I can devise my try:catch: block so that I never give back control.
Right? I did't try it till now. I'll do it but requires some setup..

@njsmith
Copy link
Contributor

njsmith commented Dec 30, 2016

My gut feeling on all of this is to remove allow_cancellation altogether and tell people that they can delay the delivery of a cancellation with defer_cancellation

So history: I started out implementing just defer_cancellation like you said, then when I tried using it I found it really difficult to do without allow_cancellation. The use case is for something like a loop that does various things, and wants to isolate the cancellation handling to a small part. I'm not sure that it's actually possible to convert this into using just defer_cancellation only. (The problem is that you can't just split up a big defer_cancellation into multiple small defer_cancellations, because exiting a defer_cancellation block creates a cancellation point.)
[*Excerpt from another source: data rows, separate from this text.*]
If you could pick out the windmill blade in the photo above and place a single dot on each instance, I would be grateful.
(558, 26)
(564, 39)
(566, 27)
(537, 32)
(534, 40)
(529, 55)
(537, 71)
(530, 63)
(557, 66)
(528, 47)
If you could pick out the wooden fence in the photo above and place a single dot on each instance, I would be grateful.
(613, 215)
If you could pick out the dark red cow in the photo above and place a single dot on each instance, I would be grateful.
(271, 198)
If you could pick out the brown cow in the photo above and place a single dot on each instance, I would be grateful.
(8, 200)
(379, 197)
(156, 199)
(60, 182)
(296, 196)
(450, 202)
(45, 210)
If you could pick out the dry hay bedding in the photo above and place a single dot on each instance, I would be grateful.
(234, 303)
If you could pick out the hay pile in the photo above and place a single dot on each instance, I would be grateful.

    async def _supervise_loop(self):
        assert self._started
        chained_exc = None
        async with curio.defer_cancellation:
            while self._tasks or not self._shutting_down:
                try:
                    # This is the only line where we want to allow
                    # cancellation / timeouts:
                    async with curio.allow_cancellation:
                        task = await self._q.get()
                    await self._process_finished_task(task)
                except BaseException as exc:
                    if not self._shutting_down:
                        await self.start_shutdown()
                    if chained_exc is not None:
                        exc.__context__ = chained_exc
                    chained_exc = exc
        # All done!
        await self._finished.set()
        if chained_exc is not None:
            raise chained_exc

You're absolutely right that the current semantics are weird. Basically my rationale was just, AFAICT all possible semantics are kinda weird, it only makes sense to use these in tight coordination with each other, so I just went with the simplest weird semantics. It would be nice if there were something better, just not sure what that is.

I'm also very strucky by your point about defer_cancellation just flat-out breaking any subroutines that might use timeouts internally. That's another terrible compositionality break. Intuitively, I guess the concept we're groping towards here is that we want to be able to manage external cancellation by deferring it to some controlled point, but this shouldn't affect internal cancellation (like a timeout_after that's inside the defer_cancellation).

I have some not-quite-formed thoughts about how a more-reified notion of cancellation like this one might help here, but I'll stop here for now rather than try to write a dissertation at half-past-midnight or delay the rest of this post indefinitely :-)

@imrn
Copy link
Author

imrn commented Dec 30, 2016

Here is an unkillable task! Any sufficiently determined one
can eat up the cancellation. So don't put the blame on
poor allow_cancellation. Probably there is nothing
can be done to protect againts it. Don't worry be happy.

And it may be better to review task management code
against the assumption of all well behaving tasks..
I guess best can be done is to assume cancellation
just as an advisory thing. No guarantees.. Sorry.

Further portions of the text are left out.